Tym razem moja mama zgodziła się nimi opiekować - co prawda tylko na zasadzie "zerknij dwa razy dziennie, dosyp żarcia, wody mają dość, ale jak zabraknie, to dolej mineralki", więc kobitki siedziały 5 dni w klatce..

Po dwóch dniach podobno już na sam odgłos człowieka w pobliżu wisiały na klatce i patrzyły błagalnym wzrokiem o wypuszczenie - ale są za szybkie dla mojej mamy, która nie chciała ryzykować, że zwieją. Po powrocie zostałam -dosłownie - obleziona przez ogony, które się nie mogły nadziwić i nawąchać, że jednak jestem z powrotem.
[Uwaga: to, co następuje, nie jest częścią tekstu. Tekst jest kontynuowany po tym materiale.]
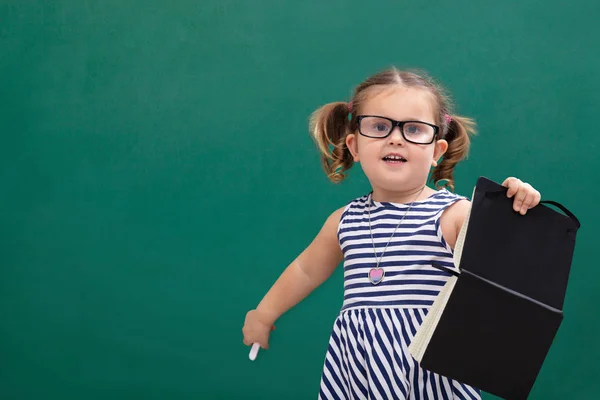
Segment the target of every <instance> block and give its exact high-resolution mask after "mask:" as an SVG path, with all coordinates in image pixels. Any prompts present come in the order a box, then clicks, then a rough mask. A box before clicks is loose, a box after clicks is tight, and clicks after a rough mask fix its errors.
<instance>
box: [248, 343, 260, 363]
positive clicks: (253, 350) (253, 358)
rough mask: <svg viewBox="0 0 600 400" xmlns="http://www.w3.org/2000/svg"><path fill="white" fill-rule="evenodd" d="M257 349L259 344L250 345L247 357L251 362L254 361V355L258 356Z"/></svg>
mask: <svg viewBox="0 0 600 400" xmlns="http://www.w3.org/2000/svg"><path fill="white" fill-rule="evenodd" d="M259 349H260V344H258V343H254V344H253V345H252V348H251V349H250V355H249V357H250V359H251V360H252V361H254V360H256V355H257V354H258V350H259Z"/></svg>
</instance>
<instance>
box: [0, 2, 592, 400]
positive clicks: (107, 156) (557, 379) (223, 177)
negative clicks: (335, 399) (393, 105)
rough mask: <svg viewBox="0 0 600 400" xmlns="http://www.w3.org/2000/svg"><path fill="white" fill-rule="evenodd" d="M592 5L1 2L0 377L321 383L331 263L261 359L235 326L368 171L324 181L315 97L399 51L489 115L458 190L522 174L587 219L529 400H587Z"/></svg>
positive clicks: (194, 395) (220, 390) (363, 176)
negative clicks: (320, 373) (541, 368)
mask: <svg viewBox="0 0 600 400" xmlns="http://www.w3.org/2000/svg"><path fill="white" fill-rule="evenodd" d="M598 17H600V3H599V2H597V1H596V0H587V1H577V2H573V3H572V4H568V5H567V3H566V2H560V1H550V2H542V1H534V0H523V1H507V2H491V1H490V2H487V1H485V2H483V1H482V2H474V1H467V0H456V1H452V2H423V1H372V2H360V1H356V0H351V1H341V0H337V1H323V2H322V1H316V0H312V1H294V2H290V1H286V2H281V1H275V0H270V1H269V0H256V1H250V0H247V1H240V0H205V1H191V0H172V1H170V2H166V1H164V2H159V1H155V0H146V1H142V0H105V1H97V2H92V1H87V0H85V1H84V0H56V1H28V0H25V1H6V0H3V1H0V94H1V97H0V101H1V103H0V132H1V134H2V145H1V146H0V152H1V153H0V182H1V183H2V190H1V196H0V229H1V230H0V232H1V236H0V239H1V242H0V243H1V245H0V263H1V265H0V398H2V399H109V398H110V399H190V398H194V399H200V398H201V399H237V398H263V399H264V398H278V399H310V398H316V396H317V393H318V385H319V379H320V372H321V366H322V362H323V357H324V354H325V350H326V348H327V341H328V337H329V332H330V329H331V325H332V323H333V320H334V318H335V316H336V313H337V312H338V310H339V307H340V305H341V301H342V296H343V293H342V271H341V268H339V269H338V270H337V271H336V273H335V274H334V276H333V277H332V278H331V279H330V280H329V281H327V282H326V283H325V284H324V285H323V286H321V287H320V288H319V289H317V290H316V291H315V292H314V293H313V294H312V295H311V296H309V297H308V298H307V299H306V300H305V301H304V302H302V303H301V304H299V305H298V306H297V307H295V308H294V309H293V310H291V311H290V312H289V313H287V314H285V315H284V316H283V317H282V318H281V319H280V320H279V321H278V323H277V330H276V331H275V332H274V333H273V335H272V338H271V349H270V350H268V351H262V352H261V353H260V354H259V357H258V359H257V360H256V361H254V362H251V361H249V360H248V350H249V348H247V347H245V346H244V345H243V344H242V334H241V328H242V325H243V322H244V316H245V313H246V311H247V310H249V309H251V308H253V307H254V306H255V305H256V304H257V303H258V302H259V301H260V299H261V298H262V296H263V295H264V293H265V292H266V291H267V290H268V288H269V287H270V285H271V284H272V283H273V282H274V280H275V279H276V278H277V277H278V275H279V274H280V273H281V271H282V270H283V269H284V268H285V267H286V266H287V265H288V263H289V262H290V261H292V260H293V259H294V258H295V256H296V255H297V254H298V253H299V252H300V251H302V249H303V248H304V247H305V246H306V245H308V244H309V243H310V241H311V240H312V238H313V236H314V235H315V234H316V233H317V232H318V230H319V229H320V227H321V225H322V223H323V222H324V220H325V218H326V217H327V216H328V215H329V213H330V212H332V211H333V210H334V209H336V208H338V207H340V206H342V205H344V204H345V203H346V202H347V201H349V200H350V199H352V198H354V197H357V196H360V195H362V194H364V193H366V192H367V191H368V190H369V187H368V182H367V180H366V179H365V177H364V175H363V173H362V171H361V170H360V167H359V166H356V167H355V168H354V169H352V170H351V173H350V178H349V179H348V181H345V182H344V183H342V184H340V185H334V184H331V183H329V182H328V181H327V179H326V177H325V175H324V174H323V173H322V172H321V169H320V168H321V167H320V164H319V159H318V154H317V151H316V148H315V146H314V144H313V143H312V141H311V139H310V137H309V135H308V131H307V125H308V116H309V114H310V112H311V111H312V110H314V109H315V108H317V107H318V106H320V105H321V104H323V103H326V102H330V101H336V100H347V99H348V97H349V95H350V92H351V90H352V88H353V87H354V86H355V85H357V84H358V83H359V82H361V81H362V80H363V79H364V78H365V77H367V76H368V75H370V74H372V73H374V72H376V71H379V70H380V69H383V68H386V67H388V66H391V65H397V66H398V67H400V68H404V67H407V68H422V69H424V70H426V71H428V72H430V73H431V74H432V75H433V76H435V77H436V78H437V79H439V80H440V81H441V82H443V83H444V84H445V85H446V86H447V87H448V89H449V90H450V91H451V93H452V94H453V96H454V99H455V101H456V103H457V107H458V113H460V114H463V115H468V116H471V117H473V118H475V119H476V120H477V122H478V124H479V132H480V133H479V135H478V136H477V137H476V138H475V139H474V141H473V146H472V152H471V155H470V157H469V159H468V160H467V161H465V162H464V163H463V164H461V165H460V166H459V167H458V168H457V170H456V180H457V187H456V191H457V192H459V193H461V194H466V195H470V194H471V191H472V188H473V185H474V184H475V181H476V179H477V177H478V176H480V175H484V176H487V177H489V178H491V179H494V180H496V181H502V180H503V179H504V178H506V177H508V176H518V177H519V178H521V179H523V180H524V181H527V182H531V183H532V184H533V186H534V187H536V188H537V189H539V190H540V191H541V193H542V195H543V198H544V199H551V200H556V201H559V202H561V203H563V204H564V205H566V206H567V207H568V208H569V209H570V210H571V211H573V212H574V213H575V214H576V215H577V216H578V217H579V218H580V220H581V221H582V224H583V226H582V228H581V229H580V231H579V235H578V239H577V247H576V252H575V259H574V261H573V266H572V273H571V278H570V283H569V289H568V292H567V297H566V303H565V320H564V322H563V325H562V326H561V328H560V330H559V333H558V336H557V338H556V340H555V342H554V345H553V347H552V349H551V351H550V353H549V355H548V358H547V361H546V363H545V365H544V367H543V369H542V371H541V373H540V376H539V379H538V381H537V382H536V385H535V387H534V390H533V392H532V396H531V398H532V399H565V398H568V399H595V398H597V393H598V392H599V391H600V380H599V379H597V376H598V372H600V371H599V370H600V368H599V367H598V366H597V359H598V357H600V344H599V343H600V342H599V341H598V337H599V336H600V323H598V320H597V316H598V311H597V304H598V301H599V300H600V291H599V290H598V283H597V282H598V280H599V278H600V273H599V272H598V264H597V261H596V260H597V258H596V254H597V233H596V232H595V229H596V227H597V226H598V224H599V223H600V217H599V216H598V212H597V211H596V210H594V206H595V205H596V204H597V198H598V194H600V193H599V190H598V188H597V186H598V183H599V181H598V167H599V166H600V165H599V162H598V156H597V154H598V151H599V150H600V139H599V138H598V127H597V121H598V118H597V115H598V106H600V94H599V93H600V75H599V74H598V71H599V70H600V56H599V54H598V51H597V49H598V47H599V45H600V25H599V24H598V23H597V21H598ZM516 362H518V361H516ZM485 398H486V399H492V398H493V397H492V396H489V395H486V397H485Z"/></svg>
Do tego pachniałam szczurkiem Pysi, którego wiozłam z Warszawy (tak spokojny maluch, że pół drogi przesiedział mi na ramieniu

), więc właziły wszędzie, gdzie był i nie mogły się zdecydować czy kastrat jest be czy cacy

Od powrotu eksperymentuję z jedzeniem dla ogoniastych - zrobiłam im placuszki kokosowe (mąka pszenna, otręby pszenne, mleko w proszku, wiórki kokosowe i woda, zagnieść na ciasto, formować placuszki wielkości paznokcia), które najpierw były 'podejrzane', a potem okazały się bardzo, bardzo dobre

A dzisiaj pół dnia spędziłam w kuchni pichcąc im przeciery z jabłek i gruszek

Chciałam sprawdzić, czy smakuje, ale panny spały - więc miałam w pewnej chwili trzy pół-śpiące mordki chłepcące z łyżeczki przecier... Ah, moje śliczności

Tinka, czarnula, jest teraz dużym szczurem - waży ponad 225g i jest co złapać

Zrobiła ię największa w stadzie... Rina jest troszkę mniejsza, niewiele ponad 205g, ale za to zrobiła się przytulaśna przez te rujki - po tamtych zdjęciach jeszcze dwa razy (wczoraj) usnęła mi na rękach w czasie miziania

Resa natomiast nadal jest żywym srebrem, nie usiedzi na tyłku ani sekundy, chyba, że jest żarcie i w tej chwili waży ok. 190g - nie martwi mnie to specjalnie, bo jest młodsza od siostrzyczek i pewnie jak będzie w ich wieku, to się wyrobi
a ja przez te moje zołzy musze chodzić w golfie, bo mam caluteńki dekolt podrapany!